A tollbooth operator is killed at work. Across town, a woman is killed in a movie theatre. Those are just two more victims the police have added to the growing number of bizarre homicides that have sweeping the city in recent weeks. Immediately, Monk is suspicious of the details surrounding both murders and by the clues - or lack thereof - left at the various crime scenes.

With the city under a cloud of fear, the entire San Francisco police department has been transformed into a task force with one goal: apprehending the killer. Monk arrives and begins to review photos of the victims, and in typical Monk fashion, he deduces a connection between some of them which leads him to the home of the next victim. But he's too late - the eleventh victim, a man named Henry Smalls, has already been murdered!

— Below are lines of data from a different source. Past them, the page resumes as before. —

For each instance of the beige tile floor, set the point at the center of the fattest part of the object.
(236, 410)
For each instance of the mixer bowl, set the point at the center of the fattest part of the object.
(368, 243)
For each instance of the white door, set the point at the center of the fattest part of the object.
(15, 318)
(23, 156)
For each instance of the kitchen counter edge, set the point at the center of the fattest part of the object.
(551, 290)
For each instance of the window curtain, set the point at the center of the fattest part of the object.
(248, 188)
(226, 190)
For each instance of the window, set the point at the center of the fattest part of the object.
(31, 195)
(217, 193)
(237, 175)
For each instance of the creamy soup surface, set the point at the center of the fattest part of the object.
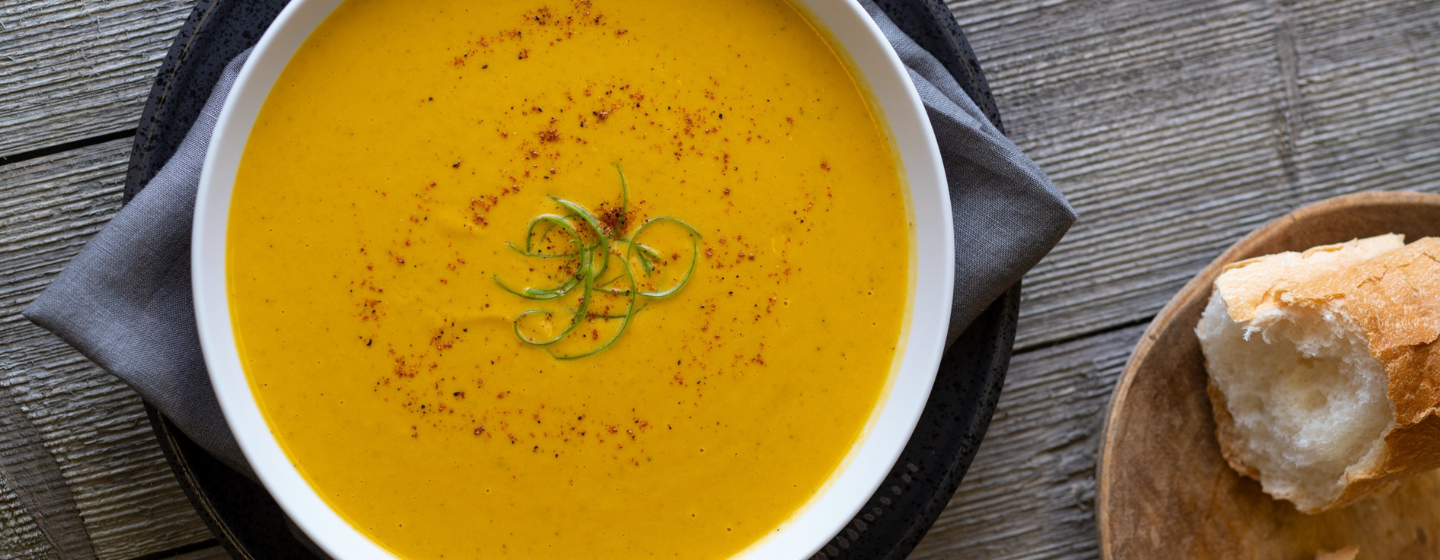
(380, 213)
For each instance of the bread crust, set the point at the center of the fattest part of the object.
(1393, 294)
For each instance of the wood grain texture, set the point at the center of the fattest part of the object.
(75, 69)
(213, 553)
(1193, 504)
(85, 419)
(1030, 493)
(1175, 127)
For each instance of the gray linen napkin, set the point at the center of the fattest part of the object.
(126, 300)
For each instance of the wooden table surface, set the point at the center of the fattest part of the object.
(1172, 125)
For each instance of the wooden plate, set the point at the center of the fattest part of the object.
(1162, 488)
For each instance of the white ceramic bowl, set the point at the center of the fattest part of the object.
(869, 459)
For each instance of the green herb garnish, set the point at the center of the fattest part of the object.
(592, 261)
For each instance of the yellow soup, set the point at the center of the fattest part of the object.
(379, 272)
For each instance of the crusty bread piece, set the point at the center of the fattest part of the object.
(1324, 367)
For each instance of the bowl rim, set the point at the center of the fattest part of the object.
(897, 105)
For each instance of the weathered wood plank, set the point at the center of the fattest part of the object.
(1030, 493)
(212, 553)
(75, 69)
(101, 448)
(1175, 127)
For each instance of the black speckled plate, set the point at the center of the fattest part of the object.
(251, 524)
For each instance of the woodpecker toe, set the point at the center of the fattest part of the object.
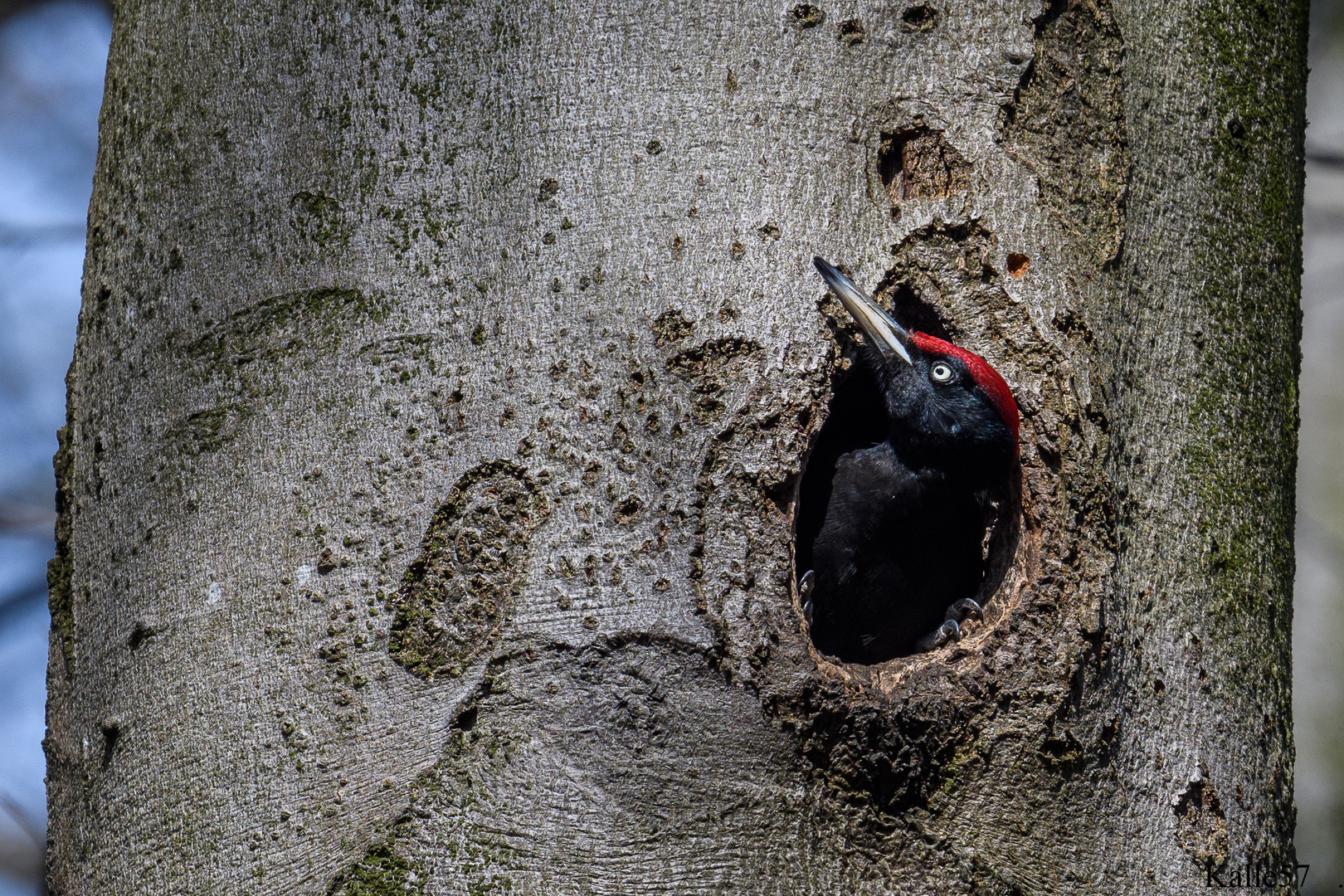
(806, 583)
(947, 633)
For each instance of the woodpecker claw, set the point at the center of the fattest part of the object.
(965, 609)
(947, 633)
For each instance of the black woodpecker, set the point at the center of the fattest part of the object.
(898, 558)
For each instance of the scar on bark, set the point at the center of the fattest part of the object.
(918, 163)
(472, 567)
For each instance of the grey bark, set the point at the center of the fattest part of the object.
(444, 381)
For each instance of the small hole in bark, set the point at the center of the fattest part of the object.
(919, 17)
(850, 32)
(110, 733)
(140, 633)
(806, 15)
(983, 527)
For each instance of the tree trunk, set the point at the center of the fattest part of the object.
(446, 377)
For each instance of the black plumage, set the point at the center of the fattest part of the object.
(899, 547)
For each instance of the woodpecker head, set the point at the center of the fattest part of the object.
(947, 406)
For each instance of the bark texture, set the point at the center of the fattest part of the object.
(446, 377)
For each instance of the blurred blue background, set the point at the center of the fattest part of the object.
(51, 66)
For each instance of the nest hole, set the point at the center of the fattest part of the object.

Monk returns to the police station, analyzing the evidence before him. It just isn't adding up: the victims are eleven extremely different people with extremely different backgrounds. Yet they're all from the same county, and all registered voters... Finally, Monk figures it out - they all served together on a jury!

It doesn't take long for the police to locate the twelfth and only remaining member of that jury, Wallace Cassidy, and when a human fingertip turns up in his freezer, the police are certain they've got their killer. But Monk isn't convinced. He believes the answer lies with Charles and Lisa Babcock, the defendants from the original lawsuit.

It's at the Babcock's house that Monk pieces it all together: back when the case went to trial, the jurors visited Babcock's house to view the "scene of the accident." While wandering through the house, one of the jurors stumbled across something big, and then started sending Babcock threatening notes in the mail. It turns out that Babcock was being blackmailed by a member of the jury, but not about the lawsuit he was involved in: for the murder of his first wife.

Babcock had hidden his wife's body in his house, but someone on the jury had found her corpse, and now Babcock was paying the price for that discovery. Babcock originally paid off the blackmailer, but six years later, the blackmailer came back looking for more money, and that's when Babcock decided to take matters into his own hands - by killing off the jurors one by one.

A pretty difficult case to crack, and the burden of proof rests squarely on Monk's shoulders. But Monk notices something interesting from the eleventh victim's murder scene: a piece of the assailant's shirt was found clenched in Henry Smalls' hand. Monk recognizes the one-of-a-kind stitching on the shirt's button as the handiwork of Mrs. Ling, Monk's drycleaner. Monk then nails Babcock by getting Mrs. Ling to positively ID him as the owner of the shirt in question.

In the end, Charles Babcock likely would've gotten away with murder - if it wasn't for Adrian Monk's unique attention to detail.